Copyright is one of the key issues affecting any organisation with a collection. People responsible for museums, libraries and archives worry about who owns what, are sometimes perplexed by publishing rights and occasionally even fret about photocopying.
But they should look at copyright as a positive, empowering tool, says Peter Wienand, head of intellectual property at law firm Farrer & Co.
“Copyright is, essentially, a means for collections-holding organisations both to raise revenue and to achieve their educational mission,” he says. “Staff shouldn’t lose sleep about it but consider it constructively while always being aware that carelessness can create avoidable risks.”
Museums should always seek the necessary rights to use copyrighted material; this applies right across the board as there are few defences to copyright infringement. Libraries are covered in the UK by a separate piece of legislation called 'fair dealing' which permits use of material in certain contexts (see below).

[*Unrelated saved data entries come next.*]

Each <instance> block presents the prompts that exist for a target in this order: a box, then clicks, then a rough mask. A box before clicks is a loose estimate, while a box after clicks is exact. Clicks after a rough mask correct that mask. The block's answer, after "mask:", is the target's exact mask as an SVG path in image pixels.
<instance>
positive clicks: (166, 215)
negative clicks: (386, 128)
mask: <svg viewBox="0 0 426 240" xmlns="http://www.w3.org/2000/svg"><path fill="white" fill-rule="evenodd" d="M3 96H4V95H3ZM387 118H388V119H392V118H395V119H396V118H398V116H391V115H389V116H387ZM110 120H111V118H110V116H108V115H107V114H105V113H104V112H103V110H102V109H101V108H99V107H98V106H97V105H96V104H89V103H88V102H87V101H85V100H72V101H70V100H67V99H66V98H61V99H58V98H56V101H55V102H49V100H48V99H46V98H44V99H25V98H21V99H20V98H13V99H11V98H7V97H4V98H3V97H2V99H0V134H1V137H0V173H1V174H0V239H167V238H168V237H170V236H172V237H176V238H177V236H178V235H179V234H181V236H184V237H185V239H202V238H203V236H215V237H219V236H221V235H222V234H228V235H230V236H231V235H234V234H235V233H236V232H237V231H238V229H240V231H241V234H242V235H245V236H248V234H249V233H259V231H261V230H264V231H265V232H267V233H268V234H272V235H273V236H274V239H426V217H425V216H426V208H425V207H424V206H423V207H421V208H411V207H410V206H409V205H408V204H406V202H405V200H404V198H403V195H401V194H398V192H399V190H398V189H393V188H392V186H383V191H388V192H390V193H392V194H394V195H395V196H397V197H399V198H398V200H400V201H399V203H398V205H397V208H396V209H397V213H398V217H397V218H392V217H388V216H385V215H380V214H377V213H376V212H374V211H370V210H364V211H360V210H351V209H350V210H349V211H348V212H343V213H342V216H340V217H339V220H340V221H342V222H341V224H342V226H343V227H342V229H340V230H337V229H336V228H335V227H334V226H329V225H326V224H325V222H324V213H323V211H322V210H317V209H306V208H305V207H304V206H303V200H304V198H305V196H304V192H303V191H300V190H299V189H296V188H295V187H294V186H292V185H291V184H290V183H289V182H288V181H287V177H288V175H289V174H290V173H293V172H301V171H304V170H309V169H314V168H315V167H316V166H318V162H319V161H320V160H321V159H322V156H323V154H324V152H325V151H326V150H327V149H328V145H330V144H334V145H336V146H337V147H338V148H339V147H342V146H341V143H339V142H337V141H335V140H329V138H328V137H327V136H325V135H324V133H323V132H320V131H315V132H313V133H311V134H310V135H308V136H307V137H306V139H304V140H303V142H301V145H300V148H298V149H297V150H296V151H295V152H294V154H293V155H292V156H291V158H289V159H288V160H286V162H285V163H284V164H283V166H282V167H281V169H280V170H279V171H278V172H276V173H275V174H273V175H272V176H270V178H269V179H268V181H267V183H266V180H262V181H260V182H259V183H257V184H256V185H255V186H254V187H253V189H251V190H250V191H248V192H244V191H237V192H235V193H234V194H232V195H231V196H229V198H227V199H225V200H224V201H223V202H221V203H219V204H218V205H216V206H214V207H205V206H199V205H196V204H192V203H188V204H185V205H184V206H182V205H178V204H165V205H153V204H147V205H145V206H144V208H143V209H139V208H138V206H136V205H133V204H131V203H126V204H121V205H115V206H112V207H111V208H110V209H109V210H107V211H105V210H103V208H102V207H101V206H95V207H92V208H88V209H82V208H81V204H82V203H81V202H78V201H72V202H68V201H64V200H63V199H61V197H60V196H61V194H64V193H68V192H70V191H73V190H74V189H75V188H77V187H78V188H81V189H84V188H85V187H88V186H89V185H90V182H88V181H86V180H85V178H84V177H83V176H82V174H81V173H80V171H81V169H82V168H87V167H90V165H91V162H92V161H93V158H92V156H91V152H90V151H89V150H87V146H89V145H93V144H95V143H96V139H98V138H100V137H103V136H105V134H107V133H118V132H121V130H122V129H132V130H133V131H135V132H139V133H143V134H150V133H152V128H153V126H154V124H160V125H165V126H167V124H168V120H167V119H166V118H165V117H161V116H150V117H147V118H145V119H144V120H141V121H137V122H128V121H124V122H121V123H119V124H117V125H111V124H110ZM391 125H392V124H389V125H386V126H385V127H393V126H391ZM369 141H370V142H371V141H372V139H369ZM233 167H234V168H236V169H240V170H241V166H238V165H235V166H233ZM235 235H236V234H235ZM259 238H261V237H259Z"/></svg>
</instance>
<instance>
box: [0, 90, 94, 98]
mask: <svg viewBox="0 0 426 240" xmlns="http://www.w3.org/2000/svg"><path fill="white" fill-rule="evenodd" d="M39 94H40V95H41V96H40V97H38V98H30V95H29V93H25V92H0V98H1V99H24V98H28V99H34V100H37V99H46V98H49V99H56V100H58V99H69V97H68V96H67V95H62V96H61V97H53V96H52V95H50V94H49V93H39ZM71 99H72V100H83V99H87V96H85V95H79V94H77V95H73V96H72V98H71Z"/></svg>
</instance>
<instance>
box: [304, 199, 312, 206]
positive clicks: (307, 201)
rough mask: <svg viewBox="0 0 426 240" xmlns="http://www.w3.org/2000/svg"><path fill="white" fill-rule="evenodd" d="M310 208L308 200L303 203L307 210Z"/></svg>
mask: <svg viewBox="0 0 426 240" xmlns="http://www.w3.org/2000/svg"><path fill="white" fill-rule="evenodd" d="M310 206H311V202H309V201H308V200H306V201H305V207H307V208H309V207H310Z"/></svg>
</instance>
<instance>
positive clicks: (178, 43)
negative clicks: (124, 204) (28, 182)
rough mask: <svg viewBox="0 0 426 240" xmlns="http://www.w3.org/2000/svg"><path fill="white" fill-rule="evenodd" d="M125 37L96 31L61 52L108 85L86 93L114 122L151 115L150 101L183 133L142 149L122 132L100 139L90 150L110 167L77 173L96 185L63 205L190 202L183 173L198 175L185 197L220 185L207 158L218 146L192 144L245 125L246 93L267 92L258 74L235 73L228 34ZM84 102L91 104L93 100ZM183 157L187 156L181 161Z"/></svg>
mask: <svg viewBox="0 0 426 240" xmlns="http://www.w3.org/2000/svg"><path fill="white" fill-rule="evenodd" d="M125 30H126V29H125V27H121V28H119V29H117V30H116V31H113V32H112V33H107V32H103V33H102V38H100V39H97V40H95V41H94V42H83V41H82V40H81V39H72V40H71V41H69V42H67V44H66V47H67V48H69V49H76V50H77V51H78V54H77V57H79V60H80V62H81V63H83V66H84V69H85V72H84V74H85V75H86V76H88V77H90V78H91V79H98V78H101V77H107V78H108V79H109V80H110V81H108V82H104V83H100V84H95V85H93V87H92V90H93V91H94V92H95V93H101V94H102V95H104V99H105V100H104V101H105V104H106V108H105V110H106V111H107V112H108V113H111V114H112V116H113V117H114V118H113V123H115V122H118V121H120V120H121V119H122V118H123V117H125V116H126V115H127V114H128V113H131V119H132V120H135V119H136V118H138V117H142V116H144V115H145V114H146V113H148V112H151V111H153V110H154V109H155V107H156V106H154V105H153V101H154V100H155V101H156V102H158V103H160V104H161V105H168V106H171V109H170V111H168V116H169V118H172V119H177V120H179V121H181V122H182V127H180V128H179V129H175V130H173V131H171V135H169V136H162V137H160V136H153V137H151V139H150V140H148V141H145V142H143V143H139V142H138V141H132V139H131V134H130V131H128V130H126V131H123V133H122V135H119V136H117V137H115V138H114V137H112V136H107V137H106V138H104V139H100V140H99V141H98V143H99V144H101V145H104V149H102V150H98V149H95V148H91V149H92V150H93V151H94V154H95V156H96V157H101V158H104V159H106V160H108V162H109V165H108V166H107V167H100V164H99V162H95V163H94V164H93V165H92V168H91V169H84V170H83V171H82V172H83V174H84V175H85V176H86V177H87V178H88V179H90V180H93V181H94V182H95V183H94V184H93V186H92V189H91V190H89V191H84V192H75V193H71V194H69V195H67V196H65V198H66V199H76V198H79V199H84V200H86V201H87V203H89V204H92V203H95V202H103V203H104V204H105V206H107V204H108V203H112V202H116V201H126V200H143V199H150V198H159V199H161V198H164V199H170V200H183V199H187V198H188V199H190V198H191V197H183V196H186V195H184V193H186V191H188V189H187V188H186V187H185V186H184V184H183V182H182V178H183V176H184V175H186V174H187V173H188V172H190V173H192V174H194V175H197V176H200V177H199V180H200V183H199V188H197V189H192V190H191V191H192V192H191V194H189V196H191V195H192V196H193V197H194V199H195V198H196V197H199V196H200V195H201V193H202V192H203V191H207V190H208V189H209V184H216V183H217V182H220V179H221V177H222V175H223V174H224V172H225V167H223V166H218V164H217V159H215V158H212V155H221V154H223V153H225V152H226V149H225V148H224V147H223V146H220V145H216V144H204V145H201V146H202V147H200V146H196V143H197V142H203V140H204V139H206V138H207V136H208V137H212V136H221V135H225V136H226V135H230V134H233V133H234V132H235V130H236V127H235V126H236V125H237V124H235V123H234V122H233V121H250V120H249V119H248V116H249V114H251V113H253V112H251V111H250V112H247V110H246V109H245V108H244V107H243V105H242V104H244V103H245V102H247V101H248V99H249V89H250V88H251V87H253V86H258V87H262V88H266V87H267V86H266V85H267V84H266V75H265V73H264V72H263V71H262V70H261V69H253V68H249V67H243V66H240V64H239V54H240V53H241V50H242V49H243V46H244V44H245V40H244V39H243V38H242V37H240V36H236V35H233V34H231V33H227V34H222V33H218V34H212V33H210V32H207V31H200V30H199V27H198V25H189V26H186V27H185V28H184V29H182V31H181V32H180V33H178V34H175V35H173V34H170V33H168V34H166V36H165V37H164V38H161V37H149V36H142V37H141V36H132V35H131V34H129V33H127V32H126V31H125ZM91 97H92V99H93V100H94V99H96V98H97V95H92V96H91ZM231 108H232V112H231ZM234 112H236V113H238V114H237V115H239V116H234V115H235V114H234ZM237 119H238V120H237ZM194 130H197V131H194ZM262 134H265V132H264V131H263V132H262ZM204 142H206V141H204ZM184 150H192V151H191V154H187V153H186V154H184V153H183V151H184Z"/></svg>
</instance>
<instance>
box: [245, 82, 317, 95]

They should also be very careful when allowing third parties through the doors as part of a collaborative venture. Those parties could acquire the reproduction rights of objects in collections and cash in, for example, by producing high quality photographs, thereby undermining the organisation's ability to make money from them.
The owner of an artefact may be a completely different person or body from the owner of its copyright. The person who hands over a collection of letters is likely to be a descendant of the recipient and, therefore, has no claim to any copyright which resides with the person who wrote them and his/her descendants.
Care also needs to be taken with information pertaining to objects. Data protection issues may arise from the use of details that identify copyright owners and there may be FOI (freedom of information) or other implications regarding what information an organisation chooses to disclose in the context of a commercial negotiation.
“It’s not just documents and art works that are covered,” adds Peter Wienand. “Photographs, sound recordings, films and maps are similarly protected.”